2. SQL Safety Interception
Three defense layers:
Syntax layer – block DML/DDL; allow only SELECT.
Permission layer – field‑level access control and automatic masking of sensitive columns.
Semantic layer – detect anomalous result sizes or amounts (e.g., billions) and raise warnings.
Provide an explainable SQL output that restates the generated query in natural language for user confirmation before execution.
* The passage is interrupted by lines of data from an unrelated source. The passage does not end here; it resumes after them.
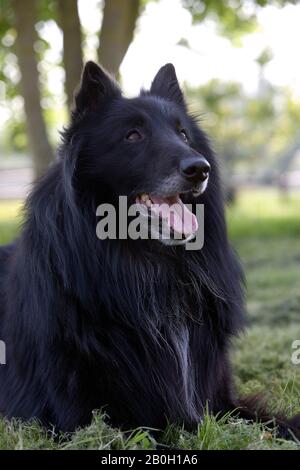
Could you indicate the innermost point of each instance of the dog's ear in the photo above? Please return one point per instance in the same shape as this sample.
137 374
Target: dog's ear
165 85
96 86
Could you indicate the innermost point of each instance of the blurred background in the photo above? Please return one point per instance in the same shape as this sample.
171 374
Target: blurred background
238 62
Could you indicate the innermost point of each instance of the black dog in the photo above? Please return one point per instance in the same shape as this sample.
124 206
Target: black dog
136 327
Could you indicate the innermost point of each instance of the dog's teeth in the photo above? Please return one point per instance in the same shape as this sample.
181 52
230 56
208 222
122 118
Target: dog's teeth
145 197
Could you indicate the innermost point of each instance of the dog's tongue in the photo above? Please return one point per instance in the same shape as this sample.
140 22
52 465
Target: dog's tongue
179 217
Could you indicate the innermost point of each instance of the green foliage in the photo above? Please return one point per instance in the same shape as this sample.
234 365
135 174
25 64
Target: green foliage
250 131
233 18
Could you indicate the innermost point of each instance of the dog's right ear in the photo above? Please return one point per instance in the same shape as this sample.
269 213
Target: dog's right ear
96 86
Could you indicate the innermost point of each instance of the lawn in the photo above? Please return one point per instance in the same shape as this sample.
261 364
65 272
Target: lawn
265 230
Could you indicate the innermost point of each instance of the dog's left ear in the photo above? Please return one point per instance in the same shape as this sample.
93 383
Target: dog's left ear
96 87
165 85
3. Accuracy Boosting Techniques
Few‑Shot Injection: Show the model example SQLs for similar questions. Effect: +10‑15% accuracy.
Self‑Consistency Voting: Generate 3‑5 SQL candidates, pick the majority vote. Effect: +8‑12% accuracy.
Self‑Correction: When SQL errors occur, let the model read the error and rewrite. Effect: +20% coverage.
Combined, these methods raise complex multi‑table query accuracy from ~65% to >85%.
Real‑World Case: Sanhua Smart Controls (2025)
Background: Four independent systems (U9C, MES, WMS, finance) with inconsistent metrics; average analysis time 5.8 days.
Solution: Lake‑warehouse base, rule engine, lightweight ML models, and a built business‑semantic layer.
Document return rate: 23.6% → 9.2% (‑61%)
Data processing cycle: 5.8 days → 3.1 days (‑46.6%)
Budget overrun return rate: 34% → 8% (‑76.5%)
Key insight: 80% of effort on data governance and semantic layer enabled the model to perform well.
2026 Product Landscape (IT Home, March 2026)
SmartBI BaiZe – Enterprise‑grade, claimed 99% accuracy, suited for large enterprises with strict compliance.
Volcano Engine Data Agent – Internet/standardized scenario, ecosystem‑focused, accuracy not disclosed.
Alibaba Cloud Quick BI – SMB entry‑level, low‑cost, accuracy not disclosed.
Shuishi SwiftAgent – Agent‑tech exploration, suited for tech‑driven teams, accuracy not disclosed.
Kyligence – Massive data processing, performance‑first back‑ends, accuracy not disclosed.
Self‑Develop vs Purchase Decision Framework
Highly custom business scenarios → build in‑house.
Tight timeline, sufficient budget, existing similar customers → buy.
Lack of technical depth, need quick PoC → buy with secondary development.
Four‑Step Implementation Methodology
Step 1 – Unified Data Foundation (1‑2 months)
Establish data governance: define core field definitions, lineage, permissions, and a unified metric metadata store. This delivers ~80% of project value.
Step 2 – Build Business‑Semantic Layer (1 month)
Encode core terms, metric definitions, table relationships, and enumerations into an M‑Schema; create a RAG vector store as a “business dictionary” for the LLM.
Step 3 – Connect Model and Run Core Flow (2‑4 weeks)
Integrate a large‑model API (e.g., Qwen 3.5‑Plus or DeepSeek V3) to achieve intent → schema routing → SQL generation → result explanation, and validate with at least 20 core business questions.
Step 4 – Engineering, Testing, and Rollout (2‑4 weeks)
Add permission checks, multi‑turn dialogue handling, caching, monitoring, and alerting; perform a gray‑scale launch, collect feedback, and iterate.
Core Insight
Failures are rarely due to weak LLMs; they stem from inadequate data governance. When the semantic layer is clear, field meanings are annotated, metric definitions are unified, and permissions are bounded, mainstream LLMs achieve >80% accuracy. Conversely, a schema of 200 opaque tables defeats even GPT‑4o.